Here are just a few examples of the ways in which Camp Liberté improves quality of live and improves self-esteem.
1) The Goose Game: Players roll the dice to move around the board. On some squares, the player has to share a strategy for coping, with itch or treating their eczema for example. By sharing their stories and experiences, the children learn they are not alone and gain insights into how other people think, increasing self esteem and acceptance of their condition.
2) Mindfulness sessions: Kids learn techniques to deal with stressful situations. This improves resilience and acceptance.
3) Skin care and sun protection: Individual and group teaching empowers kids with the knowledge to engage in care of their skin condition. Empowerment improves care and self confidence.
4) Parent Testimonials: Parents have noticed that children return from camp better equipped to take an active role in their own treatment, and with a new perception of their skin condition.
The many informal activities include sports, camp fires, and team building activities where children can discover their strengths and enjoy the support and company of their new friends.
We intend to obtain ethics approval to objectively assess attendee’s quality of life using the Children’s Dermatology Life Quality Index, to prove what we know already – that Camp Liberté changes kids lives for the better!
This one-week summer camp enlisted children aged 7–12 with moderate-to-severe skin disorders and their families – bringing them together for support, social interaction and to increase their confidence.
A range of physical and social activities were on offer; including swimming, canoeing, zip lining, fishing and crafts.
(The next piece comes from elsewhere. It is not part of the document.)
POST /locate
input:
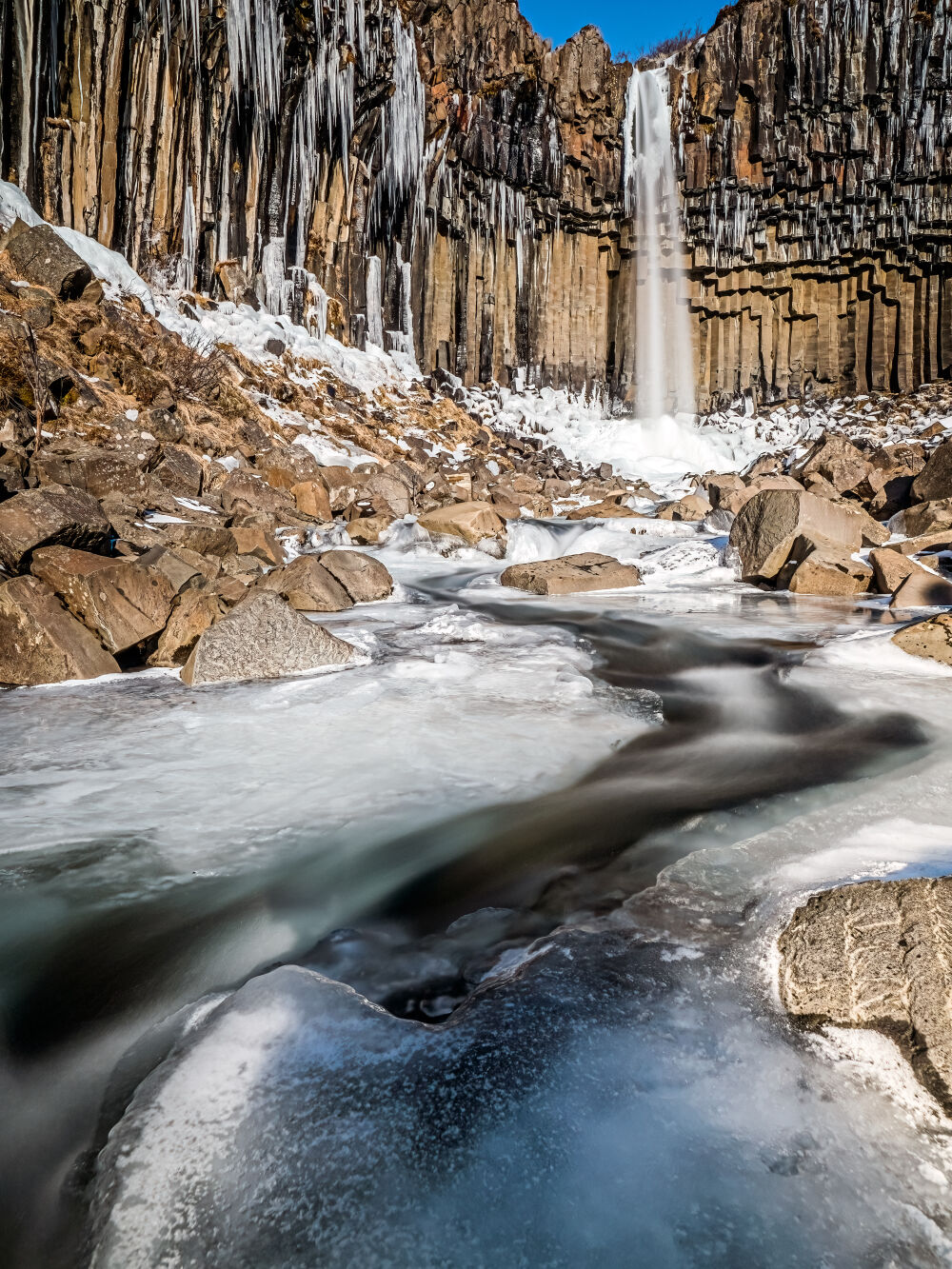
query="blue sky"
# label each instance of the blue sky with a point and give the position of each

All the activities aimed to increase patients’ confidence and self-esteem, improve social skills, reduce stigma about their condition and improve adherence to treatment.
Established in 2009, the weeklong camp was fully funded by donors and ran by volunteer dermatologists and nurses. Overall, 100 children – who may frequently experience discrimination and feel socially excluded – were involved.
The prize money was planned to be used to expand the camp into Western Canada and develop a long-term fundraising strategy to allow the program to continue into the future.